The Valley of Juarez has a long history of human and drug trafficking. There's lots of open farmland for illicit activity. It's close to the city of Juarez, a major smuggling point. It's right across from Texas, with Interstate 10 only a few miles to the north.



And the river, the Rio Grande, is no deterrent.



Veteran Border Patrol agent Joe Romero stands on a levee overlooking the international river — which this time of year is but a trickle.



"You can literally walk across the river — and some times of the year not even get wet," he says. "And with the ease with which you can literally cross the border here from one side to the other, this made it very lucrative and appealing to anybody trying to smuggle in whatever contraband they had."

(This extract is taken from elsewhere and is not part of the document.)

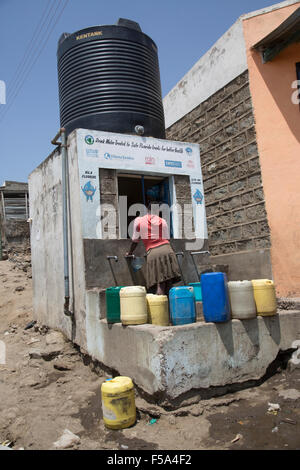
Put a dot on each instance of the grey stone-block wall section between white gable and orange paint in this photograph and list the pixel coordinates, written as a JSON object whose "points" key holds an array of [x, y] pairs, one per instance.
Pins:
{"points": [[224, 127]]}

In recent years, the Department of Homeland Security has put up 44 miles of tall fencing across from the Juarez Valley, and doubled the number of Border Patrol agents. As a result, marijuana seizures in this area have fallen 97 percent in the past four years.



But none of this has dampened the drug mafias' vicious competition to dominate the Juarez Valley.



Farmers In Esperanza Flee To Juarez



Esperanza is one of several farm towns in the Juarez Valley terrorized by the narco-war. Last week, traffickers are believed to have torched two houses there and killed the occupant of one. A large bloodstain on the back door of one house marks the spot where the owner was executed.



More than 50 people were killed in the Juarez Valley in March.



Arson and murder are the tactics being used to drive out rival traffickers, as well as the general population.



Along a highway, eight members of the Villareal family stand, their bags packed, waiting for the bus. They say they're all afraid because of the killings. There's no security, no work anymore, and farmers have abandoned their fields.



You know it's bad when people are fleeing for safety to Juarez — the most murderous city in the hemisphere.